Performs a join operation that fails if the specified cardinality constraint is violated. Use this to catch unexpected many-to-many relationships early.
Arguments
- x
A data frame (left table).
- y
A data frame (right table).
- by
A character vector of column names to join by.
- type
Character. The type of join to perform. One of
"left"(default),"right","inner","full".- expect
Character. The expected cardinality relationship. One of:
- "1:1"
Each key in x matches at most one key in y, and vice versa
- "1:m" or "1:many"
Each key in x can match multiple keys in y, but each key in y matches at most one key in x
- "m:1" or "many:1"
Each key in y can match multiple keys in x, but each key in x matches at most one key in y
- "m:m" or "many:many"
No cardinality constraints (allows all relationships)
- ...
Additional arguments passed to the underlying join function.
Value
The joined data frame if the cardinality constraint is satisfied. Throws an error if the constraint is violated.
Examples
orders <- data.frame(id = 1:3, product = c("A", "B", "C"))

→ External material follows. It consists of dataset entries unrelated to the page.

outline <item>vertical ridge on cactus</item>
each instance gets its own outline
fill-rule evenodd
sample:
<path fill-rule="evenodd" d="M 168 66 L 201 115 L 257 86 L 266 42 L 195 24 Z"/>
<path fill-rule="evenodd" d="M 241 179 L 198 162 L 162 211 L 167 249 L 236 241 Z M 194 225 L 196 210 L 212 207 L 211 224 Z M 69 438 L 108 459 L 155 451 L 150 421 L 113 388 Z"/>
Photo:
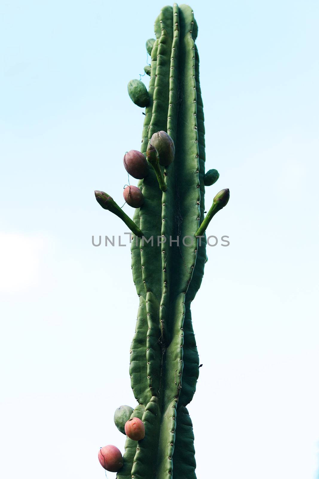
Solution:
<path fill-rule="evenodd" d="M 191 8 L 175 3 L 162 8 L 155 21 L 155 39 L 146 42 L 151 58 L 149 102 L 141 153 L 153 168 L 139 181 L 144 202 L 135 210 L 131 228 L 140 306 L 130 352 L 131 387 L 138 402 L 130 419 L 143 422 L 145 436 L 137 442 L 127 438 L 118 479 L 196 478 L 192 422 L 186 407 L 195 392 L 199 367 L 190 305 L 207 261 L 205 229 L 225 205 L 214 206 L 204 219 L 198 30 Z M 159 161 L 152 137 L 171 142 L 169 161 Z M 228 190 L 222 190 L 226 191 L 229 195 Z M 222 203 L 226 194 L 215 197 Z"/>

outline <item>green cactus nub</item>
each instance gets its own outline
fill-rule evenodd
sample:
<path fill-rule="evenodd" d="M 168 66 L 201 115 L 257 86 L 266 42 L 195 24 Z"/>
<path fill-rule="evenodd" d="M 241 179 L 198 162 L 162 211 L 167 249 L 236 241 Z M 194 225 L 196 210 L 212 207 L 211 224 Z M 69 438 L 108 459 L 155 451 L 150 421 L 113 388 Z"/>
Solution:
<path fill-rule="evenodd" d="M 149 38 L 148 40 L 146 40 L 146 51 L 150 56 L 152 54 L 152 49 L 154 43 L 154 38 Z"/>
<path fill-rule="evenodd" d="M 217 170 L 209 170 L 204 177 L 204 184 L 205 186 L 211 186 L 218 180 L 220 174 Z"/>
<path fill-rule="evenodd" d="M 148 75 L 149 77 L 151 76 L 151 66 L 149 65 L 146 65 L 144 67 L 144 71 Z"/>
<path fill-rule="evenodd" d="M 131 80 L 127 85 L 130 98 L 135 105 L 144 108 L 150 103 L 150 96 L 145 85 L 141 80 Z"/>

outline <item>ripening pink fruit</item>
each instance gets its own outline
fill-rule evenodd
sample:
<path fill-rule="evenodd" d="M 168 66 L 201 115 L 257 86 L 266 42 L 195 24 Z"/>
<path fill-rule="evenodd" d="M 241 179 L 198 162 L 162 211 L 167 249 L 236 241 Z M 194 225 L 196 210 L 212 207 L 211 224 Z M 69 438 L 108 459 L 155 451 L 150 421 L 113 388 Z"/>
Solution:
<path fill-rule="evenodd" d="M 99 451 L 99 460 L 102 468 L 110 472 L 117 472 L 123 467 L 121 451 L 110 444 L 101 447 Z"/>
<path fill-rule="evenodd" d="M 137 186 L 127 186 L 123 196 L 127 204 L 133 208 L 139 208 L 144 203 L 143 194 Z"/>
<path fill-rule="evenodd" d="M 143 153 L 137 150 L 131 150 L 124 155 L 124 167 L 133 178 L 142 180 L 148 173 L 149 166 Z"/>
<path fill-rule="evenodd" d="M 145 437 L 145 427 L 138 418 L 129 419 L 124 426 L 125 434 L 133 441 L 141 441 Z"/>

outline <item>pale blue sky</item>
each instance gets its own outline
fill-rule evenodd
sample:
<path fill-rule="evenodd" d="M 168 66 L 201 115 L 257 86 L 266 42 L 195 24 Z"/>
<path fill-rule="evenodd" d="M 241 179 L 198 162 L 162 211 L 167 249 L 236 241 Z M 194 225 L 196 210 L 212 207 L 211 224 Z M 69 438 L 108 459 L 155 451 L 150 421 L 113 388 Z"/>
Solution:
<path fill-rule="evenodd" d="M 317 2 L 191 4 L 206 135 L 231 199 L 192 307 L 198 477 L 315 479 L 319 466 Z M 162 2 L 0 6 L 0 473 L 98 479 L 124 436 L 138 298 L 120 205 L 142 110 L 127 85 Z M 143 80 L 146 84 L 147 79 Z M 133 179 L 132 184 L 136 184 Z M 127 205 L 124 210 L 132 216 Z M 109 478 L 114 475 L 110 473 Z"/>

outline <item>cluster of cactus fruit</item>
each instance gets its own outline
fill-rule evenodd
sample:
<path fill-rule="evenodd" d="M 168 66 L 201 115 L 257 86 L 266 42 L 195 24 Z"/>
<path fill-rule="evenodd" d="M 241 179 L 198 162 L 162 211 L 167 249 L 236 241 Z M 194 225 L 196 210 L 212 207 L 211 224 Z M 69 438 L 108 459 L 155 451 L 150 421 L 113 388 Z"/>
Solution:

customers <- data.frame(id = 1:3, name = c("Alice", "Bob", "Carol"))
# This succeeds (1:1 relationship)
join_strict(orders, customers, by = "id", expect = "1:1")
# This would fail if customers had duplicate ids
if (FALSE) { # \dontrun{
customers_dup <- data.frame(id = c(1, 1, 2), name = c("A1", "A2", "B"))
join_strict(orders, customers_dup, by = "id", expect = "1:1")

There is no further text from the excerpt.